Sunday, May 24, 2026

Major Banks Slash Mortgage Rates, Benefit Homebuyers

Published:

Four major banks have recently reduced the interest rates on their mortgage products to kick off the new year. This move follows the Bank of England’s decision to lower the base rate from 4% to 3.75% in December, benefiting many mortgage holders. Lenders have been steadily decreasing their mortgage rates in response to this.

Lloyds Bank is now offering the most competitive homebuyer mortgage rate on the market at 3.47% for Club Lloyd customers, fixed for two years, and available to those with a 40% deposit. This deal includes a £999 fee. Halifax is providing a rate of 3.74% for a two-year fixed-rate mortgage.

Barclays has introduced a 3.57% two-year fixed-rate mortgage with an £899 product fee for customers with a 40% deposit. Additionally, there is a 3.78% two-year fix for homeowners looking to remortgage with 25% equity in their property, which comes with a £999 product fee.

HSBC presents a 3.78% offer with a slightly higher fee of £1,008, as well as a 3.56% two-year fixed rate with a £999 product fee for those with a 40% deposit.

According to Moneyfacts, the average two-year fixed residential mortgage rate currently stands at 4.80%. David Fell, lead analyst at Hamptons, noted that the continuous decline in mortgage rates is attracting more buyers to re-enter the housing market. The decrease in rates below 3.5% early this year has prompted potential sellers to reconsider their options as the cost of owning a new home decreases.

Fell further mentioned that even a slight reduction in mortgage rates can alleviate concerns about broader economic challenges. He also pointed out the possibility of further rate decreases if inflation turns out lower than expected.

For individuals with tracker mortgages, their deal and monthly payments fluctuate with the Bank of England base rate, usually tracking slightly above it.

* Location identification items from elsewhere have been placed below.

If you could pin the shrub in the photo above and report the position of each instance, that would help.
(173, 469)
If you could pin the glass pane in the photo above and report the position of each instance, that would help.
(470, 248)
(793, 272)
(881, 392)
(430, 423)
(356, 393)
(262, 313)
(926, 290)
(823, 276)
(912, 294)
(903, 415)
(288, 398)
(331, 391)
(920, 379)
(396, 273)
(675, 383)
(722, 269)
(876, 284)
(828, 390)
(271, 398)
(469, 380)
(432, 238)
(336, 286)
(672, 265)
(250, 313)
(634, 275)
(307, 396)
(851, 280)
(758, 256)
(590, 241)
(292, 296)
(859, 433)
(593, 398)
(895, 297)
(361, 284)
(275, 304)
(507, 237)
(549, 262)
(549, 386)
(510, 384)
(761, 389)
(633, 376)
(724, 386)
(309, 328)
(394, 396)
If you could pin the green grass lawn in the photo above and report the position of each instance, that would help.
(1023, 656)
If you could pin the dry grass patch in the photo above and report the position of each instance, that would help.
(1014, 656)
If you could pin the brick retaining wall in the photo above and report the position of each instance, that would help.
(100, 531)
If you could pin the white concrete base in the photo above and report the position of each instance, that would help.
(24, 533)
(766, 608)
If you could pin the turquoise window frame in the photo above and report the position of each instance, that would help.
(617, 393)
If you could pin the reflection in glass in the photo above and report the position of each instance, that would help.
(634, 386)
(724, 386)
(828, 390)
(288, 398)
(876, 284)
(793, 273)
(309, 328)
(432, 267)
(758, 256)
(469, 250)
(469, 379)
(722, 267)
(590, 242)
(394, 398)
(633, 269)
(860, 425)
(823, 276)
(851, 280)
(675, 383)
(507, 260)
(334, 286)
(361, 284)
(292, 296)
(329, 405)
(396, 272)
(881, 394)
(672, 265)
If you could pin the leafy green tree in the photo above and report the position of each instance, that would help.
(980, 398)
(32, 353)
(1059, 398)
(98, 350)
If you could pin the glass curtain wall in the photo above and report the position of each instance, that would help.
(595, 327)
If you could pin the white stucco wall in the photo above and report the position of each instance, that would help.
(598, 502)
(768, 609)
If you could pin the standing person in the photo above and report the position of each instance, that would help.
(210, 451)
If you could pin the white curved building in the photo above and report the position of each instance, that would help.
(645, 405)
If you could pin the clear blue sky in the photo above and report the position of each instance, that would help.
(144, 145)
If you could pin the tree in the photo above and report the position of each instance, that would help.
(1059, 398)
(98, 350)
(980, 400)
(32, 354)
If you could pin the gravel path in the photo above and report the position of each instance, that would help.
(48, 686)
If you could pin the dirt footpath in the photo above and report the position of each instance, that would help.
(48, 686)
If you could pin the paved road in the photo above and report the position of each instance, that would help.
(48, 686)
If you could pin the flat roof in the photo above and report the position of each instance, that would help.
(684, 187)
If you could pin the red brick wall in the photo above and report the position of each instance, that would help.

Those with standard variable rate (SVR) mortgages should be aware that their rates can change at any time, typically following the base rate movements. SVRs are generally more expensive than other mortgage types.

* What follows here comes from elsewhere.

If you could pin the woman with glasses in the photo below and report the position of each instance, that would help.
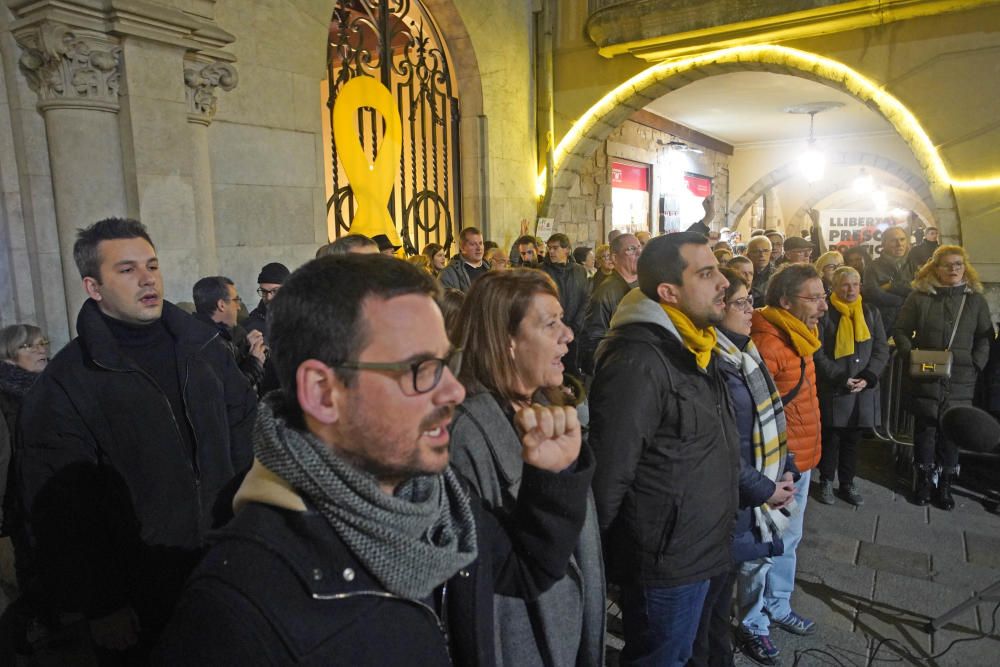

If you have a fixed-rate mortgage, your monthly payments are predetermined for a specific period. When your fixed deal ends, you may be moved to your lender’s SVR. If your mortgage is nearing its end, it’s advisable to compare rates and consult a mortgage broker to explore different options.

Typically, lenders allow securing new deals around three months in advance. If rates decrease, there may be an opportunity to switch to a cheaper rate, but it’s essential to check for any associated fees with your lender before committing.